War1p recognizes a cis-acting WARE in the PDR12 promoter. (A) FY1679-28c transformed with plasmids carrying the indicated fragments of the PDR12 promoter fused to lacZ were grown to the logarithmic growth phase, shifted to pH 4.5 YPD, and treated with 1 mM sorbate. β-Galactosidase assays were performed in triplicate in the absence (−) and presence (+) of sorbate, and activity is given in Miller units. (B) FY1679-28c (wild type [WT]) and YAK100 (Δwar1) cells transformed with pRW95-3 and pRW95-W1 were grown in SC medium to the logarithmic growth phase, shifted to pH 6.8 YPD, and stressed with 8 mM sorbate. β-Galactosidase activity was assayed, and activities are given in Miller units. Three independent experiments were performed with each construct, and standard deviations are given in parentheses.

War1p binds to the cis-acting WARE in vitro and in vivo.
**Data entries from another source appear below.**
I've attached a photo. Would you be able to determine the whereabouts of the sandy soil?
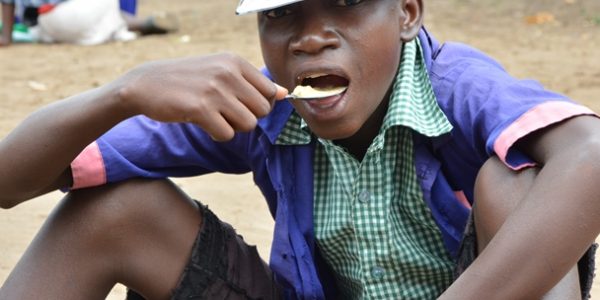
[0,0,600,299]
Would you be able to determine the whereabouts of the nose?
[289,13,340,56]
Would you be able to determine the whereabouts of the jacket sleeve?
[71,116,250,189]
[430,43,594,169]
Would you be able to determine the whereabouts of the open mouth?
[300,74,349,90]
[291,74,348,100]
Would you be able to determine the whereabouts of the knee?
[54,179,199,242]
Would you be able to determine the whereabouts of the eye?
[332,0,365,6]
[262,5,292,19]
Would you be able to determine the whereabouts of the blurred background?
[0,0,600,299]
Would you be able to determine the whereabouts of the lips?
[301,74,349,89]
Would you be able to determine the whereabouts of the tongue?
[302,75,348,89]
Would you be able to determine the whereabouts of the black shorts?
[127,203,282,300]
[127,204,597,300]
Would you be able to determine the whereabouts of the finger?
[241,61,279,102]
[275,83,290,100]
[221,100,257,132]
[235,78,272,118]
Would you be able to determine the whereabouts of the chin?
[312,127,359,140]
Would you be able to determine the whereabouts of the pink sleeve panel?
[71,142,106,189]
[494,101,597,170]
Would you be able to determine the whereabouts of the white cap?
[235,0,302,15]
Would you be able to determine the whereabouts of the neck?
[334,93,389,161]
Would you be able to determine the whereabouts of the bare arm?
[440,116,600,299]
[0,3,15,47]
[0,54,287,208]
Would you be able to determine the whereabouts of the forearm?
[441,118,600,299]
[0,84,129,207]
[0,3,15,46]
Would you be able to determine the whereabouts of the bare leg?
[473,157,581,299]
[0,180,202,300]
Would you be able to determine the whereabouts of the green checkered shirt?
[277,40,454,299]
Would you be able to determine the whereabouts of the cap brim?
[235,0,302,15]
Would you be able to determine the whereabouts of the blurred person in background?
[0,0,178,46]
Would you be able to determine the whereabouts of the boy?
[0,0,600,299]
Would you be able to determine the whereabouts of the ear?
[400,0,423,42]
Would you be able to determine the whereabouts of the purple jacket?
[72,29,593,299]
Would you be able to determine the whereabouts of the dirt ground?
[0,0,600,299]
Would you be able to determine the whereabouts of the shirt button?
[371,267,385,279]
[358,190,371,203]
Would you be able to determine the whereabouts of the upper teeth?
[306,73,327,78]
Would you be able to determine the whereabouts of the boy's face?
[258,0,422,140]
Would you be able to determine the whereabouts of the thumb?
[275,83,289,100]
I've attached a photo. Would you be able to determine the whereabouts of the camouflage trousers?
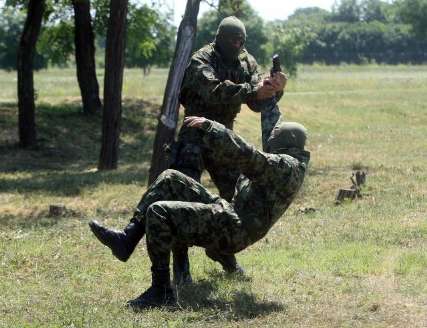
[138,170,248,268]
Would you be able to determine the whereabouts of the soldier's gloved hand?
[184,116,208,129]
[256,78,276,100]
[269,72,288,92]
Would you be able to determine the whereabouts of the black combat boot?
[89,215,145,262]
[205,249,245,275]
[126,267,176,311]
[173,246,193,285]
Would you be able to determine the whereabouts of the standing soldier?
[88,16,286,283]
[172,16,286,282]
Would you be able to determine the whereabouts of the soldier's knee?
[145,202,165,221]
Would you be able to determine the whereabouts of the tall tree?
[149,0,200,183]
[98,0,128,170]
[17,0,45,148]
[72,0,101,114]
[397,0,427,39]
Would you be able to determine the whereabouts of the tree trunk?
[98,0,128,170]
[17,0,45,148]
[72,0,101,114]
[149,0,200,183]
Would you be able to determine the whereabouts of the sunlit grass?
[0,65,427,327]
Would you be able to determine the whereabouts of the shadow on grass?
[178,275,286,320]
[0,100,159,196]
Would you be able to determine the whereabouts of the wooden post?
[72,0,101,114]
[98,0,128,170]
[17,0,45,148]
[148,0,200,183]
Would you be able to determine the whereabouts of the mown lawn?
[0,66,427,327]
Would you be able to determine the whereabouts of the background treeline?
[0,0,427,72]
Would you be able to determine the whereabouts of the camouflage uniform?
[138,121,310,269]
[171,43,280,201]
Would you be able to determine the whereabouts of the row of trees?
[0,0,176,69]
[0,0,427,72]
[0,0,427,180]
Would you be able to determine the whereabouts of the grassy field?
[0,66,427,327]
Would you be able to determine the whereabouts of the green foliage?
[0,7,47,70]
[0,8,25,69]
[267,21,316,75]
[0,65,427,328]
[37,20,74,66]
[397,0,427,38]
[332,0,362,23]
[126,5,175,68]
[195,0,271,64]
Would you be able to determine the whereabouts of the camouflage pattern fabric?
[171,43,282,201]
[138,121,310,268]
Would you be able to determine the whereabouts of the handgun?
[270,54,282,76]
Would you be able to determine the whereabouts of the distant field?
[0,66,427,327]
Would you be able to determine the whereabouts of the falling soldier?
[89,117,310,310]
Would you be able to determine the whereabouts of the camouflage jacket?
[180,43,274,127]
[202,121,310,244]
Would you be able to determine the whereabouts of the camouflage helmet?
[267,122,307,153]
[215,16,246,61]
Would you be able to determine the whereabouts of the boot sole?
[89,221,131,262]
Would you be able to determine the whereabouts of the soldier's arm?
[184,117,291,180]
[186,58,258,104]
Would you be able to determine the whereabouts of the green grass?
[0,66,427,327]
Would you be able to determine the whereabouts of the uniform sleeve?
[261,105,282,151]
[246,57,283,113]
[184,58,256,104]
[202,120,291,180]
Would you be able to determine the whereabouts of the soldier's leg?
[129,200,249,309]
[171,127,203,284]
[89,170,219,261]
[205,153,244,274]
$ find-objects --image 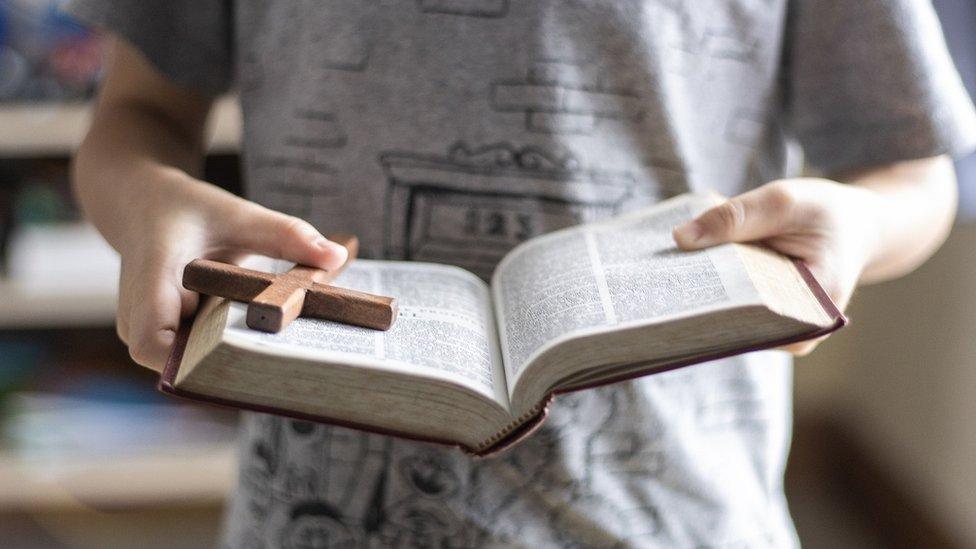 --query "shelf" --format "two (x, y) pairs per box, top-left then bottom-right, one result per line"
(0, 223), (119, 329)
(0, 281), (116, 329)
(0, 97), (241, 158)
(0, 445), (237, 511)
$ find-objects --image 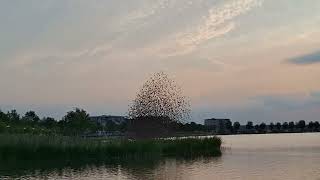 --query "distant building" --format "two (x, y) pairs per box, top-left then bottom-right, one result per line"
(204, 118), (231, 133)
(90, 115), (128, 126)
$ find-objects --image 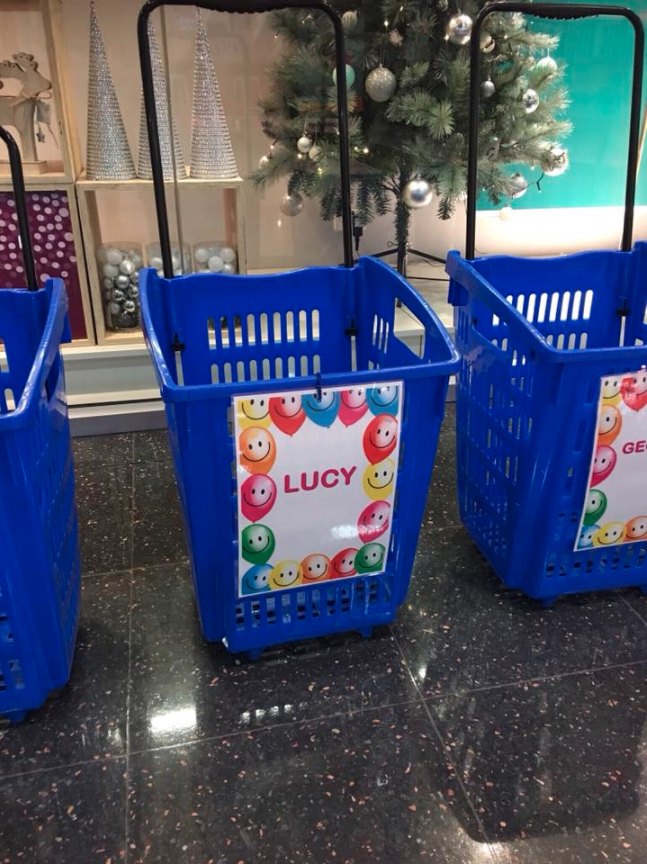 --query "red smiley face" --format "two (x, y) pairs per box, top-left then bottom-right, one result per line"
(240, 474), (276, 522)
(362, 414), (398, 465)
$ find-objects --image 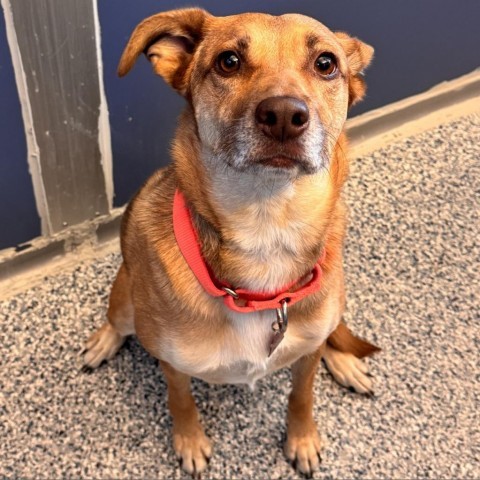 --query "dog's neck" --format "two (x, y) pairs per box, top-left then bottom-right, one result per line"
(173, 110), (344, 291)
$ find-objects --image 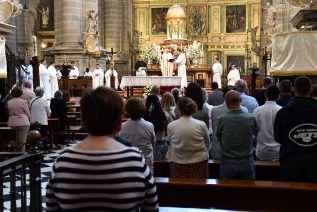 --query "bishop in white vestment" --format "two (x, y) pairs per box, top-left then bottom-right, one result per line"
(48, 62), (59, 98)
(227, 65), (240, 86)
(160, 48), (174, 76)
(175, 48), (187, 88)
(92, 64), (104, 89)
(39, 60), (51, 99)
(212, 58), (223, 88)
(105, 62), (119, 90)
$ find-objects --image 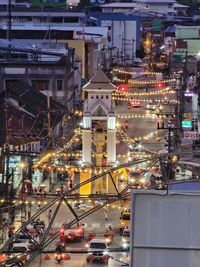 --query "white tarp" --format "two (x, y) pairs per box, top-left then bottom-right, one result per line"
(131, 191), (200, 267)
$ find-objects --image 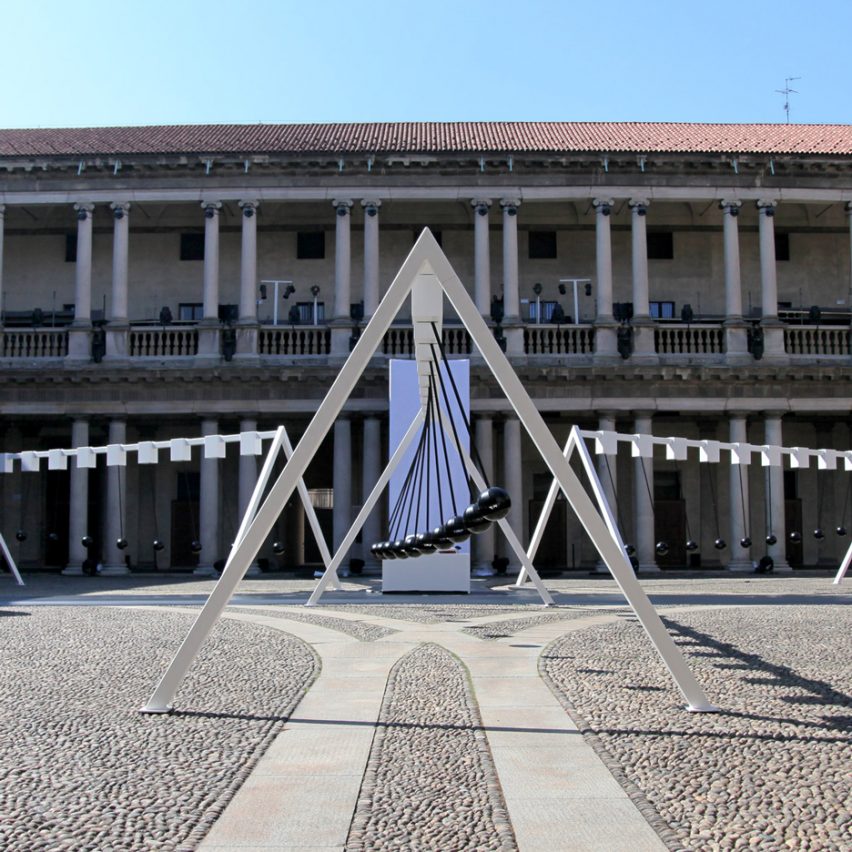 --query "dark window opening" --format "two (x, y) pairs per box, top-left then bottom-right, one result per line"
(296, 231), (325, 260)
(529, 231), (556, 260)
(648, 302), (674, 319)
(180, 234), (204, 260)
(648, 231), (674, 260)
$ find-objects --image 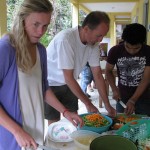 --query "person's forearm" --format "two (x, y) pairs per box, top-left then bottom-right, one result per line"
(106, 70), (117, 92)
(66, 78), (91, 105)
(45, 89), (66, 113)
(95, 75), (110, 106)
(0, 106), (21, 135)
(129, 81), (149, 103)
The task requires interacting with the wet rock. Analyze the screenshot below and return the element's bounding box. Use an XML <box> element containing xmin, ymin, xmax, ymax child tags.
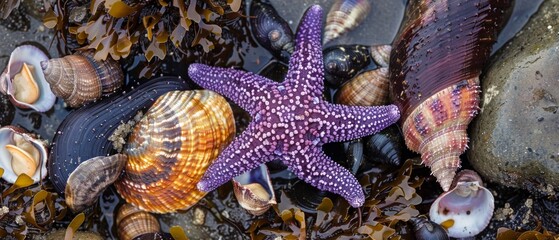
<box><xmin>468</xmin><ymin>0</ymin><xmax>559</xmax><ymax>194</ymax></box>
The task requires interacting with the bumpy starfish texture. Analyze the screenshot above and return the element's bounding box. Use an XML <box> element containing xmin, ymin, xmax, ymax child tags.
<box><xmin>188</xmin><ymin>6</ymin><xmax>400</xmax><ymax>207</ymax></box>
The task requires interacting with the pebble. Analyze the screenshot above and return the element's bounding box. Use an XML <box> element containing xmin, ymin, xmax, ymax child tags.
<box><xmin>468</xmin><ymin>0</ymin><xmax>559</xmax><ymax>194</ymax></box>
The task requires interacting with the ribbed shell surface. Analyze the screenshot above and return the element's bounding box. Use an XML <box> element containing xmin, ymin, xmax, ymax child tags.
<box><xmin>47</xmin><ymin>77</ymin><xmax>188</xmax><ymax>195</ymax></box>
<box><xmin>115</xmin><ymin>90</ymin><xmax>235</xmax><ymax>213</ymax></box>
<box><xmin>41</xmin><ymin>51</ymin><xmax>124</xmax><ymax>108</ymax></box>
<box><xmin>390</xmin><ymin>0</ymin><xmax>510</xmax><ymax>191</ymax></box>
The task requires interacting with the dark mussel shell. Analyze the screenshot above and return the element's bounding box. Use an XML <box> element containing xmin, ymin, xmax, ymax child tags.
<box><xmin>286</xmin><ymin>180</ymin><xmax>336</xmax><ymax>214</ymax></box>
<box><xmin>322</xmin><ymin>44</ymin><xmax>371</xmax><ymax>87</ymax></box>
<box><xmin>250</xmin><ymin>0</ymin><xmax>295</xmax><ymax>60</ymax></box>
<box><xmin>364</xmin><ymin>125</ymin><xmax>408</xmax><ymax>166</ymax></box>
<box><xmin>48</xmin><ymin>77</ymin><xmax>188</xmax><ymax>195</ymax></box>
<box><xmin>410</xmin><ymin>216</ymin><xmax>450</xmax><ymax>240</ymax></box>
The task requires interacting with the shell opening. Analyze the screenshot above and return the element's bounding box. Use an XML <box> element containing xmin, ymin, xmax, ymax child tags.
<box><xmin>13</xmin><ymin>63</ymin><xmax>40</xmax><ymax>104</ymax></box>
<box><xmin>5</xmin><ymin>134</ymin><xmax>40</xmax><ymax>176</ymax></box>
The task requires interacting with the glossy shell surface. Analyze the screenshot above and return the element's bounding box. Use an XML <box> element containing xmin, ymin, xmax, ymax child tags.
<box><xmin>65</xmin><ymin>154</ymin><xmax>127</xmax><ymax>212</ymax></box>
<box><xmin>249</xmin><ymin>0</ymin><xmax>295</xmax><ymax>55</ymax></box>
<box><xmin>429</xmin><ymin>170</ymin><xmax>495</xmax><ymax>238</ymax></box>
<box><xmin>335</xmin><ymin>68</ymin><xmax>390</xmax><ymax>106</ymax></box>
<box><xmin>233</xmin><ymin>164</ymin><xmax>277</xmax><ymax>216</ymax></box>
<box><xmin>115</xmin><ymin>90</ymin><xmax>235</xmax><ymax>213</ymax></box>
<box><xmin>390</xmin><ymin>0</ymin><xmax>510</xmax><ymax>191</ymax></box>
<box><xmin>322</xmin><ymin>0</ymin><xmax>371</xmax><ymax>45</ymax></box>
<box><xmin>0</xmin><ymin>126</ymin><xmax>48</xmax><ymax>183</ymax></box>
<box><xmin>0</xmin><ymin>45</ymin><xmax>56</xmax><ymax>112</ymax></box>
<box><xmin>48</xmin><ymin>77</ymin><xmax>188</xmax><ymax>195</ymax></box>
<box><xmin>322</xmin><ymin>45</ymin><xmax>371</xmax><ymax>87</ymax></box>
<box><xmin>41</xmin><ymin>51</ymin><xmax>124</xmax><ymax>108</ymax></box>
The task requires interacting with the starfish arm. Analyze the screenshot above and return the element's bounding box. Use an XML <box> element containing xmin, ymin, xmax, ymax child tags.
<box><xmin>283</xmin><ymin>146</ymin><xmax>365</xmax><ymax>207</ymax></box>
<box><xmin>321</xmin><ymin>104</ymin><xmax>400</xmax><ymax>143</ymax></box>
<box><xmin>197</xmin><ymin>127</ymin><xmax>273</xmax><ymax>192</ymax></box>
<box><xmin>188</xmin><ymin>63</ymin><xmax>276</xmax><ymax>116</ymax></box>
<box><xmin>286</xmin><ymin>5</ymin><xmax>324</xmax><ymax>97</ymax></box>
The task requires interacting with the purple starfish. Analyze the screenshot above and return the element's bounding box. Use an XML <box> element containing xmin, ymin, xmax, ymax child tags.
<box><xmin>188</xmin><ymin>5</ymin><xmax>400</xmax><ymax>207</ymax></box>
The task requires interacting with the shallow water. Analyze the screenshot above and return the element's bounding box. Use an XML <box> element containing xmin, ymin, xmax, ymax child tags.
<box><xmin>0</xmin><ymin>0</ymin><xmax>552</xmax><ymax>238</ymax></box>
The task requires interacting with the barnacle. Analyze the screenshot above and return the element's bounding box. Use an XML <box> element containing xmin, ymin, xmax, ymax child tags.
<box><xmin>248</xmin><ymin>160</ymin><xmax>423</xmax><ymax>239</ymax></box>
<box><xmin>43</xmin><ymin>0</ymin><xmax>241</xmax><ymax>61</ymax></box>
<box><xmin>0</xmin><ymin>171</ymin><xmax>66</xmax><ymax>239</ymax></box>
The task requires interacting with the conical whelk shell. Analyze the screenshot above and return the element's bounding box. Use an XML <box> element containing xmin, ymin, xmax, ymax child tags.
<box><xmin>390</xmin><ymin>0</ymin><xmax>511</xmax><ymax>191</ymax></box>
<box><xmin>429</xmin><ymin>170</ymin><xmax>495</xmax><ymax>238</ymax></box>
<box><xmin>116</xmin><ymin>204</ymin><xmax>161</xmax><ymax>240</ymax></box>
<box><xmin>64</xmin><ymin>154</ymin><xmax>127</xmax><ymax>212</ymax></box>
<box><xmin>233</xmin><ymin>164</ymin><xmax>277</xmax><ymax>216</ymax></box>
<box><xmin>115</xmin><ymin>90</ymin><xmax>235</xmax><ymax>213</ymax></box>
<box><xmin>0</xmin><ymin>126</ymin><xmax>48</xmax><ymax>183</ymax></box>
<box><xmin>322</xmin><ymin>0</ymin><xmax>371</xmax><ymax>45</ymax></box>
<box><xmin>0</xmin><ymin>45</ymin><xmax>56</xmax><ymax>112</ymax></box>
<box><xmin>41</xmin><ymin>51</ymin><xmax>124</xmax><ymax>108</ymax></box>
<box><xmin>335</xmin><ymin>67</ymin><xmax>390</xmax><ymax>106</ymax></box>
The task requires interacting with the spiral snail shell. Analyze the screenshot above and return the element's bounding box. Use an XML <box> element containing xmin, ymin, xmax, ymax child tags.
<box><xmin>115</xmin><ymin>90</ymin><xmax>235</xmax><ymax>213</ymax></box>
<box><xmin>65</xmin><ymin>154</ymin><xmax>126</xmax><ymax>212</ymax></box>
<box><xmin>115</xmin><ymin>204</ymin><xmax>161</xmax><ymax>240</ymax></box>
<box><xmin>429</xmin><ymin>169</ymin><xmax>495</xmax><ymax>238</ymax></box>
<box><xmin>0</xmin><ymin>126</ymin><xmax>48</xmax><ymax>183</ymax></box>
<box><xmin>41</xmin><ymin>50</ymin><xmax>124</xmax><ymax>108</ymax></box>
<box><xmin>390</xmin><ymin>0</ymin><xmax>510</xmax><ymax>191</ymax></box>
<box><xmin>322</xmin><ymin>0</ymin><xmax>371</xmax><ymax>45</ymax></box>
<box><xmin>0</xmin><ymin>45</ymin><xmax>56</xmax><ymax>112</ymax></box>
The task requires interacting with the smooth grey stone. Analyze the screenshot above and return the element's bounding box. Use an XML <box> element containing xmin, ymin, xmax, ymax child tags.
<box><xmin>468</xmin><ymin>0</ymin><xmax>559</xmax><ymax>193</ymax></box>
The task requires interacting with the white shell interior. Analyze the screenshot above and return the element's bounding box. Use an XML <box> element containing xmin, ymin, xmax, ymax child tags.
<box><xmin>0</xmin><ymin>45</ymin><xmax>56</xmax><ymax>112</ymax></box>
<box><xmin>429</xmin><ymin>181</ymin><xmax>495</xmax><ymax>238</ymax></box>
<box><xmin>0</xmin><ymin>127</ymin><xmax>48</xmax><ymax>183</ymax></box>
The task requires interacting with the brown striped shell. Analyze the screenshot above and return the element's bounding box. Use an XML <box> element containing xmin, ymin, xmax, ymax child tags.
<box><xmin>41</xmin><ymin>51</ymin><xmax>124</xmax><ymax>108</ymax></box>
<box><xmin>115</xmin><ymin>90</ymin><xmax>235</xmax><ymax>213</ymax></box>
<box><xmin>64</xmin><ymin>154</ymin><xmax>126</xmax><ymax>212</ymax></box>
<box><xmin>390</xmin><ymin>0</ymin><xmax>510</xmax><ymax>191</ymax></box>
<box><xmin>116</xmin><ymin>204</ymin><xmax>161</xmax><ymax>240</ymax></box>
<box><xmin>335</xmin><ymin>68</ymin><xmax>390</xmax><ymax>106</ymax></box>
<box><xmin>322</xmin><ymin>0</ymin><xmax>371</xmax><ymax>45</ymax></box>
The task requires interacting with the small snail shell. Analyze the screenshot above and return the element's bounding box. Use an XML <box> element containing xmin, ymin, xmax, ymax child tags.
<box><xmin>410</xmin><ymin>216</ymin><xmax>449</xmax><ymax>240</ymax></box>
<box><xmin>41</xmin><ymin>51</ymin><xmax>124</xmax><ymax>108</ymax></box>
<box><xmin>65</xmin><ymin>154</ymin><xmax>126</xmax><ymax>212</ymax></box>
<box><xmin>115</xmin><ymin>90</ymin><xmax>235</xmax><ymax>213</ymax></box>
<box><xmin>249</xmin><ymin>0</ymin><xmax>295</xmax><ymax>56</ymax></box>
<box><xmin>429</xmin><ymin>170</ymin><xmax>495</xmax><ymax>238</ymax></box>
<box><xmin>322</xmin><ymin>0</ymin><xmax>371</xmax><ymax>45</ymax></box>
<box><xmin>0</xmin><ymin>45</ymin><xmax>56</xmax><ymax>112</ymax></box>
<box><xmin>233</xmin><ymin>164</ymin><xmax>277</xmax><ymax>216</ymax></box>
<box><xmin>0</xmin><ymin>126</ymin><xmax>48</xmax><ymax>183</ymax></box>
<box><xmin>390</xmin><ymin>0</ymin><xmax>510</xmax><ymax>191</ymax></box>
<box><xmin>115</xmin><ymin>204</ymin><xmax>161</xmax><ymax>240</ymax></box>
<box><xmin>334</xmin><ymin>67</ymin><xmax>390</xmax><ymax>106</ymax></box>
To verify that War1p recognizes the WARE sequence, we performed both in vitro band shift experiments using a GST-War1p fusion protein and in vivo footprinting. GST-War1p was purified from bacteria and analyzed by immunoblotting using polyclonal GST antibodies (11). The fusion protein underwent proteolysis, as 50-kDa degradation products containing the N-terminal zinc finger domain were seen in addition to the predicted 150-kDa full-length protein (data not shown). For band shift experiments, a double-stranded 32P-end-labeled probe containing the WARE region was incubated with or without purified GST-War1p, as well as with purified GST as a control. Acrylamide gel electrophoresis showed that complexes of slower mobility appeared with labeled DNA only in the presence of GST-War1p, not with the bacterial control lysate (Fig. 5A) or purified GST (data not shown). The different complexes probably reflected the full-length War1p protein, as well as different truncations of GST-War1p. To verify the specificity of the reaction, we performed competition experiments using a 50-fold excess of the unlabeled WARE probe (S; Fig. 5A, lanes 4 and 5), which almost abolished WARE binding. By contrast, a similar excess of unspecific competitor DNA (US; lanes 6 and 7) failed to impair WARE binding. Thus, War1p specifically binds to the WARE sequence in the PDR12 promoter.

FIG. 5.

FIG. 5.

War1p binds to the WARE in the PDR12 promoter. (A) For mobility shift experiments, the 32P-end-labeled WARE probe (bp −655 to −604 of the PDR12 promoter) was incubated with GST-War1p alone (lanes 2 and 3) or in the presence of a specific (S; lanes 5 and 6) or unspecific (US; lanes 6 and 7) competitor probe for 30 min. WARE alone (lane 1) or extracts from uninduced E. coli (lanes 8 and 9) served as controls. Complexes were separated by native gel electrophoresis and detected by autoradiography. (B) For in vivo footprint experiments, FY1679-28c (lanes 1 and 2) or YAK100 (Δwar1; lanes 3 and 4) cells were grown to the logarithmic growth phase and stressed with 8 mM sorbate for 10 min (+; lanes 1 and 3) or left unstressed (−; lanes 2 and 4). Cells were treated with DMS to methylate DNA. Primer extension was carried out on both strands (left, antisense; right, sense) to detect DNA methylation. Products were separated by native acrylamide gel electrophoresis and autoradiographed. Graphs reflect intensities of the bands (lane 1, solid line; lanes 2 and 3, dashed line). A, B, and C, sequences in the WARE. Boxed nucleotides show changes in methylation intensity corresponding to protection or deprotection.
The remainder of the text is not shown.